In many cases, these tiny bits pass through the digestive system and are emitted without consequence. But plastics have also been seen to have blocked digestive tracts or pierced organs, leading to death. Stomachs so packed with plastics decrease the willingness to eat, leading to starvation.
Plastics have been taken by land-based animals, which include elephants, hyenas, zebras, tigers, camels, cattle, and other large mammals, in a few cases resulting in death.
The examination has also proved liver and cell damage and disruptions to reproductive systems, prompting few species, such as oysters, to produce fewer eggs.
A new study reveals that larval fish are eating nanofibers in the first days of life, raising new doubts about the effects of plastics on fish populations.
Once in the ocean, it is hard, if not impossible, to recover plastic waste.
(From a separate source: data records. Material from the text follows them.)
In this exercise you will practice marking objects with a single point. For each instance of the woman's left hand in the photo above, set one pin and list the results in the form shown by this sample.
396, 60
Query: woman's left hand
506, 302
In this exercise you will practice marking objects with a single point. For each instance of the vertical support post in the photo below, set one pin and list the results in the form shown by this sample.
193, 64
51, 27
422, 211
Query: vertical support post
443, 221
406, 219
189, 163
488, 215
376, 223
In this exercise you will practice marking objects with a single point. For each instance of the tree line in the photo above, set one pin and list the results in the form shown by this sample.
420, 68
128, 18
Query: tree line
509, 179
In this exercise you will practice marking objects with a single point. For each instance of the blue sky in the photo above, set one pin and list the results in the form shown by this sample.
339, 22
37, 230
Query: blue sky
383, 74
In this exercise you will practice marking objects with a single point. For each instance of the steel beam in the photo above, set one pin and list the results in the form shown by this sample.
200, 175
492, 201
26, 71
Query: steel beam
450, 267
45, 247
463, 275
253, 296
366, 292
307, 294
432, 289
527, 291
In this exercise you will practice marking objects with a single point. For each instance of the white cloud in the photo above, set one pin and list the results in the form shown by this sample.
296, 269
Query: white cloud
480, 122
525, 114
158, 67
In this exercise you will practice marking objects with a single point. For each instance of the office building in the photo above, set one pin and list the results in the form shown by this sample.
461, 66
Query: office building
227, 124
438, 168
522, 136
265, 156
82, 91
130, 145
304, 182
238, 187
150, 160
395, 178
Mechanical systems, such as Mr Trash Wheel, a litter interceptor in Maryland’s Baltimore Harbor, can be effective and useful at taking up large particles of plastic, such as foam cups and food containers, from inland waters.
The solution is to take preventive action regarding plastic waste from entering rivers and seas in the first place. Many researchers and conservationists, including the Government authorities, accept the same. This could be accomplished with development in waste management systems and recycling process, better product design that takes into action the minimum life of disposable packaging, and reduction in the production of unwanted one-time use plastics.
“I realised that plastic had become such a part of my life that it had become invisible to me. I just did not see it until it was pointed out to me, and I was told it was causing specific problems. And then I saw it everywhere. I saw it between my toes when I was on the beach. I saw it in the seaweed. I saw it floating between my legs while I was surfing. Once you see it, when you start to look at the problems it causes; when you investigate the human health consequences, you cannot unsee it.” – Craig Leeson, award-winning journalist and director of A Plastic Ocean.
“For your temporary comfort, don't permanently kill the innocent life of all living beings on the earth, the plastic”
― Sir P.S. Jagadeesh Kumar
Come together and join “Project Global Cure” to save our globe, not only for ourselves but also for our coming generations.